As anybody who has ever loved a dog knows for sure, the antics can be hilarious. Scout’s intensity is an invitation to laughter, a routing of sadness. Even during the darker days of treatment, she managed to crack us up with her behavior – the long, loud morning yawns, the squirrel crazies, the back-ways moonwalks. When we go driving, Scout runs a speed track in the backseat – left window to right then back again, over and over and over – to the comic delight of anybody following from behind. A startlingly verbal dog, Scout’s range of high-to-low intonations beat out Dory — the infamous blue tang who croons memorably at that whale in “Finding Nemo.”

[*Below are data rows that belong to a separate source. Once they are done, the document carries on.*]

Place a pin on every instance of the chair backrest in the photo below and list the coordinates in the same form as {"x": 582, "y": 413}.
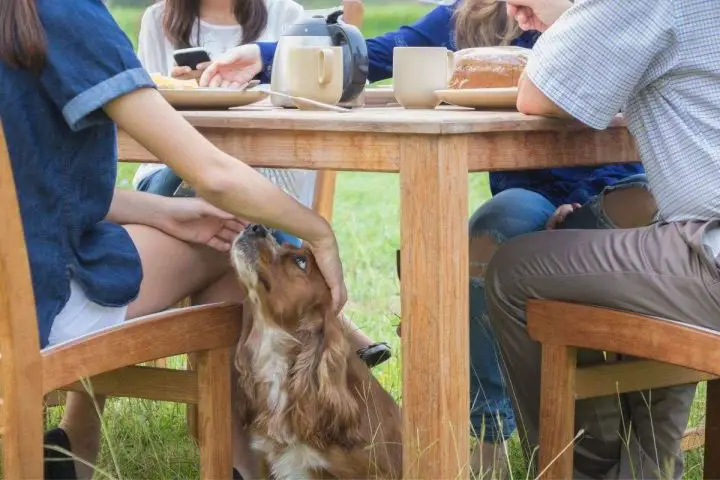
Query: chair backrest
{"x": 20, "y": 360}
{"x": 325, "y": 194}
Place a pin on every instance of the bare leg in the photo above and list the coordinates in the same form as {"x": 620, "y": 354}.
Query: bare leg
{"x": 173, "y": 270}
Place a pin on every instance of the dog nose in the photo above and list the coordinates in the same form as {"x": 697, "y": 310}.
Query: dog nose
{"x": 257, "y": 230}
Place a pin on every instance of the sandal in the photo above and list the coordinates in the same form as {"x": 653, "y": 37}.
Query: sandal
{"x": 58, "y": 465}
{"x": 375, "y": 354}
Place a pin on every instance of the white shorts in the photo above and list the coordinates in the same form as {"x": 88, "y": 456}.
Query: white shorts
{"x": 80, "y": 317}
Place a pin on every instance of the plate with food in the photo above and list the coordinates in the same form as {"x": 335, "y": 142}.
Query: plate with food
{"x": 485, "y": 77}
{"x": 186, "y": 94}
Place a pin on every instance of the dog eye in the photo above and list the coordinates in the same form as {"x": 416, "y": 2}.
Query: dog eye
{"x": 300, "y": 261}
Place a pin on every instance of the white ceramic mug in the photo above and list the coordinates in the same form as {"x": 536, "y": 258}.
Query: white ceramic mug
{"x": 418, "y": 72}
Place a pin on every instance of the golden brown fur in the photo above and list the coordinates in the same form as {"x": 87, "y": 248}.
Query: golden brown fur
{"x": 311, "y": 405}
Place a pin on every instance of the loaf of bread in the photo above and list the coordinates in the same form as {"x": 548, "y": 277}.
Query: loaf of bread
{"x": 170, "y": 83}
{"x": 488, "y": 67}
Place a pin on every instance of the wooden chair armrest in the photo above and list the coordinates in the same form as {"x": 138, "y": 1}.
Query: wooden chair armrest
{"x": 583, "y": 326}
{"x": 165, "y": 334}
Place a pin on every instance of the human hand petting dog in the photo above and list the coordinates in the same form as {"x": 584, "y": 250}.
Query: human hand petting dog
{"x": 536, "y": 14}
{"x": 194, "y": 220}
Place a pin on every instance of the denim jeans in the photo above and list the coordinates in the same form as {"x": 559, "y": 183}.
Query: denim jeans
{"x": 165, "y": 182}
{"x": 507, "y": 215}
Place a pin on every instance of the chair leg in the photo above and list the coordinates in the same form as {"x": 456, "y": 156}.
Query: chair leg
{"x": 712, "y": 430}
{"x": 214, "y": 412}
{"x": 557, "y": 411}
{"x": 191, "y": 413}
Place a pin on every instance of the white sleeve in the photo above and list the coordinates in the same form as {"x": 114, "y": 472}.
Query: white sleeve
{"x": 152, "y": 44}
{"x": 283, "y": 14}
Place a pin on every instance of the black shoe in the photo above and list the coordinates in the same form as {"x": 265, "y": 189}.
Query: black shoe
{"x": 58, "y": 466}
{"x": 375, "y": 354}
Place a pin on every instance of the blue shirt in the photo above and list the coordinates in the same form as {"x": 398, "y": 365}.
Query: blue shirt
{"x": 63, "y": 151}
{"x": 437, "y": 28}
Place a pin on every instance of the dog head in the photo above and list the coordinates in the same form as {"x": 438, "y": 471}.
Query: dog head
{"x": 282, "y": 280}
{"x": 287, "y": 291}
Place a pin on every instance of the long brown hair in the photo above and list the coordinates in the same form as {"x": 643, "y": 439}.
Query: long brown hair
{"x": 483, "y": 23}
{"x": 180, "y": 15}
{"x": 22, "y": 38}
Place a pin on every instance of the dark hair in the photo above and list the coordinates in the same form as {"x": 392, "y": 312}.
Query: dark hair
{"x": 180, "y": 15}
{"x": 22, "y": 38}
{"x": 483, "y": 23}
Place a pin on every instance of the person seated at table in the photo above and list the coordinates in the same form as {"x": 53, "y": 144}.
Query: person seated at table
{"x": 522, "y": 201}
{"x": 99, "y": 256}
{"x": 650, "y": 59}
{"x": 218, "y": 26}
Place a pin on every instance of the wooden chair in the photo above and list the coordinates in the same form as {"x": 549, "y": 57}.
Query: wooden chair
{"x": 107, "y": 359}
{"x": 676, "y": 354}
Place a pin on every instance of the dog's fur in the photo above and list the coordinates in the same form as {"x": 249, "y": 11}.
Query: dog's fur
{"x": 311, "y": 405}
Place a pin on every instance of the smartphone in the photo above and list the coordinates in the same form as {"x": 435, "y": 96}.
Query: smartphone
{"x": 191, "y": 57}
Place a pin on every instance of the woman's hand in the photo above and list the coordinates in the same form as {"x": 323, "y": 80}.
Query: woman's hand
{"x": 193, "y": 220}
{"x": 560, "y": 214}
{"x": 327, "y": 257}
{"x": 536, "y": 14}
{"x": 235, "y": 68}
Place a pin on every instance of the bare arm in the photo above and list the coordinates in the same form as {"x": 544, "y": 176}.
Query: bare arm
{"x": 222, "y": 180}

A Buddhist friend who died of cancer a few years back taught me his Three Essential Verbs — accept, include, return. Scout – with her one ear bent quizzically flap-ward, as if constantly considering a question with no answer — has come to be my missing friend’s lobbyist for those words, because they are all about intention and attention. Accept what I can and can’t do about my disease and it’s existential realities. Include as many family members, friends and others along with me for the journey since there are major lessons to be learned along the way, e.g. it turns out, the way to best face death is indistinguishable from the way to best live life. Return as often as I can to the present and the essential truth about who I am and how fortunate I am to be alive and loved.
It’s been more than four years since that first round of treatment, three since cancer went metastatic in my body. I’ve stayed active, continued to write and have already outlived a terminal prognosis by two years thanks to clinical trials and breakthroughs in immunotherapy. The cancer seems now to be in a somewhat dormant stage. I count my blessings every day.
But when my husband and I get blue anyway about events in the larger world or setbacks in our own personal one, Scout is always there to remind us to remain in the moment. And each time we return home, there she is prancing down the driveway to say hello, barking and spinning, overjoyed to share even just a little more time with us. My people have returned! Life is beautiful! Now! Now! Now!